Additionally, stored procedures inherently use parametrized queries. Thus, user inputs are never embedded directly in the SQL query and it helps us avoid SQL Injection attacks.
Input Sanitization
We should validate and sanitize user inputs before adding them to queries. For example, we can use the Trim() method to remove any unnecessary whitespace around the input parameter.
It’s also important to validate the user input and reject any malicious attempt before it reaches the point of database interaction. This prevents any unsafe code from reaching the database layer, thus preventing any SQL Injection attack attempt.
Least Privilege Principle
The Least Privilege Principle is a security concept where we assign each user only the minimum privileges necessary to complete a task. This could include restricted data access, restrictions against schema manipulation, or not allowing commands that can cause the highest damage like DROP or TRUNCATE.
This makes sure that even if there is a successful SQL Injection attempt, the attacker is unable to completely compromise our application. Thus, we can limit the potential damage using the least privilege principle.
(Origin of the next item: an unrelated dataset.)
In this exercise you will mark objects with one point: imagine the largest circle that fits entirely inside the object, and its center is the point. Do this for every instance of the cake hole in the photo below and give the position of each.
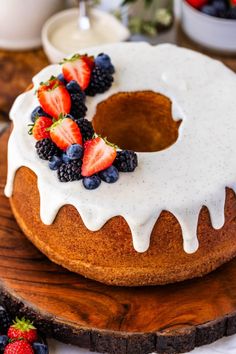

However, it is important to not rely on this as our sole security practice. Instead, we should complement it with other security practices.
Conclusion
In this article, we learned about SQL Injection attacks, and how we can use different security policies using multiple ORMs such as EF Core, Dapper, and ADO.NET to prevent them. Also, we looked into general best practices to make our database interactions robust and minimize security vulnerabilities.